Fear Gauge is Up- Should You Resize Your Portfolio?
Small Businesses Are Not Very Optimistic
The NFIB small business optimism index fell to 98.2, the lowest level since March. More concerning is the forward outlook of those surveyed, in the second table below. Per the NFIB: “The NFIB Uncertainty Index decreased 7 points to 67. Owners expecting better business conditions over the next six months decreased 4 points to a net negative 37 percent. Owners have grown pessimistic about future economic conditions as this indicator has declined 17 points over the past three months to its lowest reading since November 2012.”
The survey acknowledges there is still a shortage of workers. However the survey results “hint at an easing of conditions in the labor market.” In regards to inflation, “price raising activity has reached levels not seen since the early 1980s, when prices were rising at double-digit rates.”
The first table below shows economic conditions and the political climate are primarily responsible for the poor outlook. Per the SBA, small businesses account for nearly 65% of the private sector workforce, making this survey an essential part of our economic outlook.
The U.S. Treasury auctioned $39 billion of ten-year notes yesterday afternoon. They will follow it up with $25 billion of 30-year bonds today. Dealers tend to be net sellers/hedgers of bonds going into auctions, but thus far they haven’t kept bond prices from rising.

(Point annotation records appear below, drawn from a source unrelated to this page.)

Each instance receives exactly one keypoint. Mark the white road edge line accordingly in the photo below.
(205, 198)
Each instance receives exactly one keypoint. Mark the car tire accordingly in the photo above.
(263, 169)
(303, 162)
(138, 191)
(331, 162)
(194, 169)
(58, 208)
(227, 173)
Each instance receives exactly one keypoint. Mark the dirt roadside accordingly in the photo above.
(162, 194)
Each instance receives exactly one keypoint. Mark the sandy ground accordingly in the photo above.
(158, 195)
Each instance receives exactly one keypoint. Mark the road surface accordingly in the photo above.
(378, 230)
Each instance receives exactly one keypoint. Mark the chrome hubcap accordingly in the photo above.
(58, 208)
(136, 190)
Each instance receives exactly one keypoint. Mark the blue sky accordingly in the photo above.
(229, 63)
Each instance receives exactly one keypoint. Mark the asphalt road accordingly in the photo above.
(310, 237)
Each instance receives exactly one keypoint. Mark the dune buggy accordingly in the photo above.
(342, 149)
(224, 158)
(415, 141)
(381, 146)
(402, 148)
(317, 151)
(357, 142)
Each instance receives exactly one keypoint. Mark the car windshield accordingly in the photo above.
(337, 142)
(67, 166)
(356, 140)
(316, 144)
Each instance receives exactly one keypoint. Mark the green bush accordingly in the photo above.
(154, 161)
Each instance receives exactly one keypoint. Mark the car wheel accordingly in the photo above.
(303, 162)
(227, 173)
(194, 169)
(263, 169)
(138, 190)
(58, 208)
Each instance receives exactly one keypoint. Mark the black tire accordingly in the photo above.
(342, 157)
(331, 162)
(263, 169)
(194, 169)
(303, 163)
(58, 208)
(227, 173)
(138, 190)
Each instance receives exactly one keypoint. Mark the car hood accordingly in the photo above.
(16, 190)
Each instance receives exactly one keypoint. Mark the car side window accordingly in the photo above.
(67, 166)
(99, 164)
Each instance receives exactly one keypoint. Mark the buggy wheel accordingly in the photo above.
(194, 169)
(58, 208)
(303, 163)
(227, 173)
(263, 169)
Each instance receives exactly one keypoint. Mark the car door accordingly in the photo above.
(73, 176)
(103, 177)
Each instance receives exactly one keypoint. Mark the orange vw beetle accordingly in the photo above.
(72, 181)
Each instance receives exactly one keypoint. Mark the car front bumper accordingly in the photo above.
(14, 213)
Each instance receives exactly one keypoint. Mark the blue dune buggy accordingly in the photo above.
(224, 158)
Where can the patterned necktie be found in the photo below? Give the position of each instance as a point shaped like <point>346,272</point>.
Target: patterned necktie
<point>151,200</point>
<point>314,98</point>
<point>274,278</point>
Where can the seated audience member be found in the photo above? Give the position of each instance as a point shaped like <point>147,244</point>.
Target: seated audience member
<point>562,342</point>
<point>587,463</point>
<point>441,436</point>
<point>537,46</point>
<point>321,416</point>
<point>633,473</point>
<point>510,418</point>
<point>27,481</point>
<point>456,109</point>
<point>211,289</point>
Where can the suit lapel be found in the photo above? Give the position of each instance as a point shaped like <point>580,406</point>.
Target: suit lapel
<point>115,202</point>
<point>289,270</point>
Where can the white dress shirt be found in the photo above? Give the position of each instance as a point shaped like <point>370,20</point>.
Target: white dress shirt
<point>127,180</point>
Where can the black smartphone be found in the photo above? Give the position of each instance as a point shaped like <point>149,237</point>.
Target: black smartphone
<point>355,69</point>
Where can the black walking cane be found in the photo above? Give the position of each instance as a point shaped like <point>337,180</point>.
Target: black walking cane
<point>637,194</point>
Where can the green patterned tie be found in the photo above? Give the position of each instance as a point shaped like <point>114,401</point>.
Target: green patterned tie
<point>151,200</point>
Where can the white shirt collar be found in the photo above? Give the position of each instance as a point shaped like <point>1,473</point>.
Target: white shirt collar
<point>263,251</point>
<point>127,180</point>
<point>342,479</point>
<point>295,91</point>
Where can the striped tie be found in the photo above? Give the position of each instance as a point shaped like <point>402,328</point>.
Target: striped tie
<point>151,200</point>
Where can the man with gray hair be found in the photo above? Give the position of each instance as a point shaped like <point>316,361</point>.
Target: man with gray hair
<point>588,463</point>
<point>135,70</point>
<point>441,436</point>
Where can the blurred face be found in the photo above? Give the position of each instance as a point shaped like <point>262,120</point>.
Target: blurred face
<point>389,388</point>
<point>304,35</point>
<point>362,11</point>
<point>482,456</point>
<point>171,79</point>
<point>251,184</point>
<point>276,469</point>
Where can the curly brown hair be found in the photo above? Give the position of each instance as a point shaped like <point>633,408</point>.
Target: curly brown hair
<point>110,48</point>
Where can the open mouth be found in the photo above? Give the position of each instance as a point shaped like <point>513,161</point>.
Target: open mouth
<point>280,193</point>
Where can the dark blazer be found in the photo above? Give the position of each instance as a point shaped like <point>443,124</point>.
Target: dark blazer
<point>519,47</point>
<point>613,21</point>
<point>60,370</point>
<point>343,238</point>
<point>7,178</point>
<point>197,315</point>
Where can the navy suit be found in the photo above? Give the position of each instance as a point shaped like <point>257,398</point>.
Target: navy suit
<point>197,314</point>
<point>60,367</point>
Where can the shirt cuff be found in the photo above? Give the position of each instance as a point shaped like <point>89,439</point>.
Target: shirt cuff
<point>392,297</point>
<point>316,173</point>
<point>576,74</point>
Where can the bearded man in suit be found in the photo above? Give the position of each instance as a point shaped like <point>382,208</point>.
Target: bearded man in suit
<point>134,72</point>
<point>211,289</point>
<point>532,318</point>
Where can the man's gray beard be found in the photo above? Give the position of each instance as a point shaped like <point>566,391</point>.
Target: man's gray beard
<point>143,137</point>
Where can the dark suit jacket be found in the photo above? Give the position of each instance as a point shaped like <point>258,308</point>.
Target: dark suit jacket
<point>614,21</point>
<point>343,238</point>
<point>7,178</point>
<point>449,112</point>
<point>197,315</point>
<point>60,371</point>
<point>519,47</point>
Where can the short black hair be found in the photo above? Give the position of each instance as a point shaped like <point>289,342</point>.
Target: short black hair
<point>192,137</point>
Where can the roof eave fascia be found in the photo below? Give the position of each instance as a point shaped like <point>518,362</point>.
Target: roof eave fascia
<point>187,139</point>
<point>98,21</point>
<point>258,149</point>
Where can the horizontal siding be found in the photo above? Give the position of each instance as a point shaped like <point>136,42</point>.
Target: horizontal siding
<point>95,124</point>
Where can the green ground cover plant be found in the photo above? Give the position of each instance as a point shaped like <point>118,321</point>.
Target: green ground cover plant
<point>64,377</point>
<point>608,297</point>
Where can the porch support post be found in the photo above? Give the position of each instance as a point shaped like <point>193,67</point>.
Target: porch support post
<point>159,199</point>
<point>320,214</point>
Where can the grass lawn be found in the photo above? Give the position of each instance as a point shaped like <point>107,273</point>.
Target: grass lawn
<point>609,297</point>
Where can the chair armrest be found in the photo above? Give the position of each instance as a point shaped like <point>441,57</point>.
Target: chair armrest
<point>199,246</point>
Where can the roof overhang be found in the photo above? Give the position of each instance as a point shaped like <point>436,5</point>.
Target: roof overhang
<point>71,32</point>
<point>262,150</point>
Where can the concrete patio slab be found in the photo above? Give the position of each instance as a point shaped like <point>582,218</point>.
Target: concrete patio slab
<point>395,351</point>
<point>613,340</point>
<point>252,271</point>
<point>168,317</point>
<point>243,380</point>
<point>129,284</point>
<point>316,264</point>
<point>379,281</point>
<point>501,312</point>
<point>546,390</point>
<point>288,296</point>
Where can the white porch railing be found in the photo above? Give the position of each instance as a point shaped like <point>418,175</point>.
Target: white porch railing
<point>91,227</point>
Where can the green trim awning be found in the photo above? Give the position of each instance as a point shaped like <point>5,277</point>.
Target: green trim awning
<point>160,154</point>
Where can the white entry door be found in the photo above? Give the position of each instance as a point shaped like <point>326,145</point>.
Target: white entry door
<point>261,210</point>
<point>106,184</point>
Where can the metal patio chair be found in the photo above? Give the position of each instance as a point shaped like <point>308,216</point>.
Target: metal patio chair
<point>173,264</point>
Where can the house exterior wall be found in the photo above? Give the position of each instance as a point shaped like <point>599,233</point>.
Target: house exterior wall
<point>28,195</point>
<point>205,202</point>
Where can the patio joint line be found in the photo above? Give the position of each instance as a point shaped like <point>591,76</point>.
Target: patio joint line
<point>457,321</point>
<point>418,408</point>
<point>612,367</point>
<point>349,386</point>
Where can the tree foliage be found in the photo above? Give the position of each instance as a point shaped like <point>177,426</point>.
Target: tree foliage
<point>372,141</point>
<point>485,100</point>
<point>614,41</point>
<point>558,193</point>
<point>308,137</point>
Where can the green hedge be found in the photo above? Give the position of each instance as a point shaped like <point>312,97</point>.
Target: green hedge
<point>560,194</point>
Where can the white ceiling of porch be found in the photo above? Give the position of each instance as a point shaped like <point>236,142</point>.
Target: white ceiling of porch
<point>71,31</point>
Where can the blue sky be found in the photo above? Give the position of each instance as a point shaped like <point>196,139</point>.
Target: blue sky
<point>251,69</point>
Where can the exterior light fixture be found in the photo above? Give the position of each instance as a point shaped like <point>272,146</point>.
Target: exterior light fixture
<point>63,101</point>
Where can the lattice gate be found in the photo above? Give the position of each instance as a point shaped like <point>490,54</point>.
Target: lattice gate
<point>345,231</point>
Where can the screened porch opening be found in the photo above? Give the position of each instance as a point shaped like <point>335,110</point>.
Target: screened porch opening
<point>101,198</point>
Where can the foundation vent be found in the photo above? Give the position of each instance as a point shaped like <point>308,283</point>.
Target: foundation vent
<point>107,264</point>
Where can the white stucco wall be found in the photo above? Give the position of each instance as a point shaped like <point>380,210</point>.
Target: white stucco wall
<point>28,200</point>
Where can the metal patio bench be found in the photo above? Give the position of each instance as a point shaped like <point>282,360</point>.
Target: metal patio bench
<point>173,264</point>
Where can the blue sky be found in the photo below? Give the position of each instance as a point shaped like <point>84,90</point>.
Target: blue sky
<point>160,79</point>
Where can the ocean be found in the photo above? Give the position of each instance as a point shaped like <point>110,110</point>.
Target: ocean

Baltic Dry Index (Shipping) is Plummeting
As shown below, the Baltic Dry Index is down 12 days in a row. The decline in the shipping price index of dry bulk ocean vessels is hopefully a harbinger that supply line disruptions are abating.
Powell Pressured to Act
Chairman Powell is up for renomination, and it does not appear to be a slam dunk as other Chairs were in the past. Rick Scott, a senator from Florida, penned a letter to Powell pressuring him to significantly change monetary policy if he wants the senator’s renomination vote. We suspect congressional pressure for the Fed to fight inflation will become more vocal as the 2022 Congressional elections near.
“Without a significant and demonstrable change in course, I will not be able to support your continued service as Chair of the Board of Governors of the Federal Reserve System beyond your current term ending February 2022. American families cannot continue down this dangerous path of rising inflation, broken supply chains, and continued workforce challenges.”